The Intention Of Jesus
We may then take it that Jesus' actions in this incident were planned and deliberate. He was following a method of awakening men's minds which was deeply interwoven with the methods of the prophets. Again and again in the religious history of Israel, when a prophet felt that words were of no avail against a barrier of indifference or incomprehension, he put his message into a dramatic act which men could not fail to see and to understand. Out of many Old Testament instances we choose two of the most outstanding.
When it became clear that the kingdom would not stand the excesses and extravagances of Rehoboam, and that Jeroboam was marked out as the rising power, the prophet Ahijah the Shilonite chose a dramatic way of foretelling the future. He clad himself in a new garment; he went out and he met Jeroboam alone; he took the new garment and tore it into twelve pieces; then of the pieces he gave to Jeroboam ten and two of the pieces he kept; and by this dramatic action he made it clear that ten of the twelve tribes were about to revolt in support of Jeroboam, while only two would remain faithful to Rehoboam ( 1 Kings 11:29-32 ). Here is the prophetic message delivered in dramatic action.
When Jeremiah was convinced that Babylon was about to conquer Palestine in spite of the easy optimism of the people, he made bonds and yokes and sent them to Edom, to Moab, to Ammon, to Tyre and to Sidon; and put a yoke upon his own neck that all might see it.
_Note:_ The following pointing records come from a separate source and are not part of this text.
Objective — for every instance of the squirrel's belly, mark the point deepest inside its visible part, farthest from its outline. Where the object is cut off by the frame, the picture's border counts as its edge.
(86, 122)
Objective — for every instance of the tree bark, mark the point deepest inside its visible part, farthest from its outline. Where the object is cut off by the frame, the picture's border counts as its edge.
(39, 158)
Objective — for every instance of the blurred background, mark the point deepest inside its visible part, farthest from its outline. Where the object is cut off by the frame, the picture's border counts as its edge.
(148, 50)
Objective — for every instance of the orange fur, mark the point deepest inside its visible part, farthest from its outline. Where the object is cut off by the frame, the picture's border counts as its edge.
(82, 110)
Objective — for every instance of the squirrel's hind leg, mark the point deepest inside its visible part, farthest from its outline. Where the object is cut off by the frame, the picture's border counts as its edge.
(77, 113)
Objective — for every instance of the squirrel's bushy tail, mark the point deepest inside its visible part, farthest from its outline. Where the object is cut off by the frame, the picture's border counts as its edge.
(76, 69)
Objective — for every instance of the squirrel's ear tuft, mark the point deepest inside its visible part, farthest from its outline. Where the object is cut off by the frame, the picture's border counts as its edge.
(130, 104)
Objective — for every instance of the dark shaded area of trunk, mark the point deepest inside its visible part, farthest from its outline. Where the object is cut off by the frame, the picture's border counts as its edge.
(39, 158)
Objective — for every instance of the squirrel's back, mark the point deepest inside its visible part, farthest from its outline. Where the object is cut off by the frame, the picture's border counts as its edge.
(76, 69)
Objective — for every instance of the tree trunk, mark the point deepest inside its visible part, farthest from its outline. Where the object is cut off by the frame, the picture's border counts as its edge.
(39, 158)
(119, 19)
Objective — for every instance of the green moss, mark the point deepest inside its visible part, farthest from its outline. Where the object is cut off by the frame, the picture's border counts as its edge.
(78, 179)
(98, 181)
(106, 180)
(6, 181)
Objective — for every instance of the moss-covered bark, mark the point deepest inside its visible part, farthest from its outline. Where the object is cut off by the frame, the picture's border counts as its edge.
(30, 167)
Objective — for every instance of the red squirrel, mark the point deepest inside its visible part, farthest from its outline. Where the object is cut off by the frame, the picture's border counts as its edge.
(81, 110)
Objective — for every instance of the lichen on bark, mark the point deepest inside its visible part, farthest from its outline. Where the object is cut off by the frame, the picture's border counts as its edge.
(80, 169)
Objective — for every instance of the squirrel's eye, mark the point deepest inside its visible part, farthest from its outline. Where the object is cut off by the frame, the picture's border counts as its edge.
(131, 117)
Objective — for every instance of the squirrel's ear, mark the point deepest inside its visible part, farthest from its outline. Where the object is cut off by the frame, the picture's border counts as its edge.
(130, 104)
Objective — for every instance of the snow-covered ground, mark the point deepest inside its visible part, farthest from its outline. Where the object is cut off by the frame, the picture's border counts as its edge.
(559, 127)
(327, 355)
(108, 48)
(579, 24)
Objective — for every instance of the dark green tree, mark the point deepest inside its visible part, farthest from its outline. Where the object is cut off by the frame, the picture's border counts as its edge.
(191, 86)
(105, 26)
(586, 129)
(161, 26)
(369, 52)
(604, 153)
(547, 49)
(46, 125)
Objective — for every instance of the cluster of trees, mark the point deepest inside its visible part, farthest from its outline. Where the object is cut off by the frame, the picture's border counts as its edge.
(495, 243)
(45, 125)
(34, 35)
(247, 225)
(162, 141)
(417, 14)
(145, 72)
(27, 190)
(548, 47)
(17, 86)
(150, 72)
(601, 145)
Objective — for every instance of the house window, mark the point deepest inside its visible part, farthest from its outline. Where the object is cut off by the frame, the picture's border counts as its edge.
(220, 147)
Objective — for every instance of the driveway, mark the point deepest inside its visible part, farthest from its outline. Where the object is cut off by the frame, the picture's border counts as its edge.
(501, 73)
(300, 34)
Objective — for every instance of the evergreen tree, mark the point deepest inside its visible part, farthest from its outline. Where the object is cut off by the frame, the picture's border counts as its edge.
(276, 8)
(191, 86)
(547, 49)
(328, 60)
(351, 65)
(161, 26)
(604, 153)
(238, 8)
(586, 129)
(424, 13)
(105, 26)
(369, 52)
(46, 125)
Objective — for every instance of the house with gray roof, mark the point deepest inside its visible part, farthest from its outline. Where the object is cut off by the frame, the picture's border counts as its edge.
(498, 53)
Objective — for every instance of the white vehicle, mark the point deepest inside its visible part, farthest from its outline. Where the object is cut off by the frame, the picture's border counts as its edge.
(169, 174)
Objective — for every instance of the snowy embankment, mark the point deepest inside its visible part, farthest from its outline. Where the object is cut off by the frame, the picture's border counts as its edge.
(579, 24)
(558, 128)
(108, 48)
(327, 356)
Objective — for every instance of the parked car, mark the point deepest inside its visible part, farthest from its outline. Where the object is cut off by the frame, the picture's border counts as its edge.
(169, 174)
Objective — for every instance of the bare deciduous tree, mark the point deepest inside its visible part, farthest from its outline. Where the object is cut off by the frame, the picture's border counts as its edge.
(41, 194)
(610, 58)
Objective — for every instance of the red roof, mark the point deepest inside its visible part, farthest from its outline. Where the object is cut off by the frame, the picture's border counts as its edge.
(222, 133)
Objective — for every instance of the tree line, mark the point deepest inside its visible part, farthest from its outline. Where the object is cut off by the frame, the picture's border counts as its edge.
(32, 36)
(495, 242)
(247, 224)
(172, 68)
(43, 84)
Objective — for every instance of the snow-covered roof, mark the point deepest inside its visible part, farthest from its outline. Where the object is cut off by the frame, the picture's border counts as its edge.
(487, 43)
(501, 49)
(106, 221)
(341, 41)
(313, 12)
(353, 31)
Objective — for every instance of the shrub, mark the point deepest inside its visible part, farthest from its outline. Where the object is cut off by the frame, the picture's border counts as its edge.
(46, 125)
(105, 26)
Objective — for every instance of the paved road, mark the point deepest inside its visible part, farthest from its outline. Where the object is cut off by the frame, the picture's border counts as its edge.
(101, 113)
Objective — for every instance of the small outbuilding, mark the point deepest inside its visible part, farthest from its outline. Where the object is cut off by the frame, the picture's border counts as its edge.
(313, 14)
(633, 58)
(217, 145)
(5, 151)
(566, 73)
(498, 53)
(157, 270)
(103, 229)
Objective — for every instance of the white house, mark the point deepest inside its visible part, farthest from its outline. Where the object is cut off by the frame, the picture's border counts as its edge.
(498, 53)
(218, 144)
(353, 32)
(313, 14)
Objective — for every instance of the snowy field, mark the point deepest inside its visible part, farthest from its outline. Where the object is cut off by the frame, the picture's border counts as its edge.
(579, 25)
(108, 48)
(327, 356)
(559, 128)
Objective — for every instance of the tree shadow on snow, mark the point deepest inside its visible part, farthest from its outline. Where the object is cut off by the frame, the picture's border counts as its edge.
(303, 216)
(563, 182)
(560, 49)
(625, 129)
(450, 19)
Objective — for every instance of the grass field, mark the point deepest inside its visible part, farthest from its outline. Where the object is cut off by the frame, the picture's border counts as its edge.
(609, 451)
By this dramatic action he made it clear that, as he saw it, nothing but slavery and servitude lay ahead ( Jeremiah 27:1-6 ); and when Hananiah, the false prophet with the mistaken optimism, wished to show that he thought Jeremiah's gloomy foreboding altogether wrong, he took the yoke from Jeremiah's neck and broke it ( Jeremiah 28:10-11 ).
It was the custom of the prophets to express their message in dramatic action when they felt that words were not enough. And that was what Jesus was doing when he entered Jerusalem.
There are two pictures behind Jesus' dramatic action.
(i) There is the picture of Zechariah 9:9 , in which the prophet saw the king coming to Jerusalem, humble and riding upon an ass, on a colt the foal of an ass. In the first instance, Jesus' dramatic action is a deliberate Messianic claim. He was here offering himself to the people, at a time when Jerusalem was surging with Jews from all over the country and from all over the world, as the Anointed One of God. Just what Jesus meant by that claim we shall go on to see; but that he made the claim there is no doubt.
(ii) There may have been another intention in Jesus' mind. One of the supreme disasters of Jewish history was the capture of Jerusalem by Antiochus Epiphanes about 175 B.C. Antiochus was determined to stamp out Judaism and to introduce into Palestine Greek ways of life and worship. He deliberately profaned the Temple, offering swine's flesh on the altar, making sacrifices to Olympian Zeus, and even turning the Temple chambers into public brothels. It was then that the Maccabees rose against him, and ultimately rescued their native land. In due time Jerusalem was retaken and the desecrated Temple was restored and purified and rededicated. In 2 Maccabees 10:7 we read of the rejoicing of that great day: "Therefore they bare branches, and fair boughs, and palms also, and sang psalms unto Him that had given them good success in cleansing His place." On that day the people carried the palm branches and sung their psalms; it is an almost exact description of the actions of the crowd who welcomed Jesus into Jerusalem.
It is at least possible that Jesus knew this, and that he entered into Jerusalem with the deliberate intention of cleansing God's house as Judas Maccabaeus had done two hundred years before. That was in fact what Jesus did. He may well be saying in dramatic symbol, not only that he was the Anointed One of God, but also that he had come to cleanse the House of God from the abuses which defiled it and its worship. Had not Malachi said that the Lord would suddenly come to his Temple ( Malachi 3:1 )? And, in his vision of judgment had not Ezekiel seen the terrible judgment of God begin at the sanctuary ( Ezekiel 9:6 )?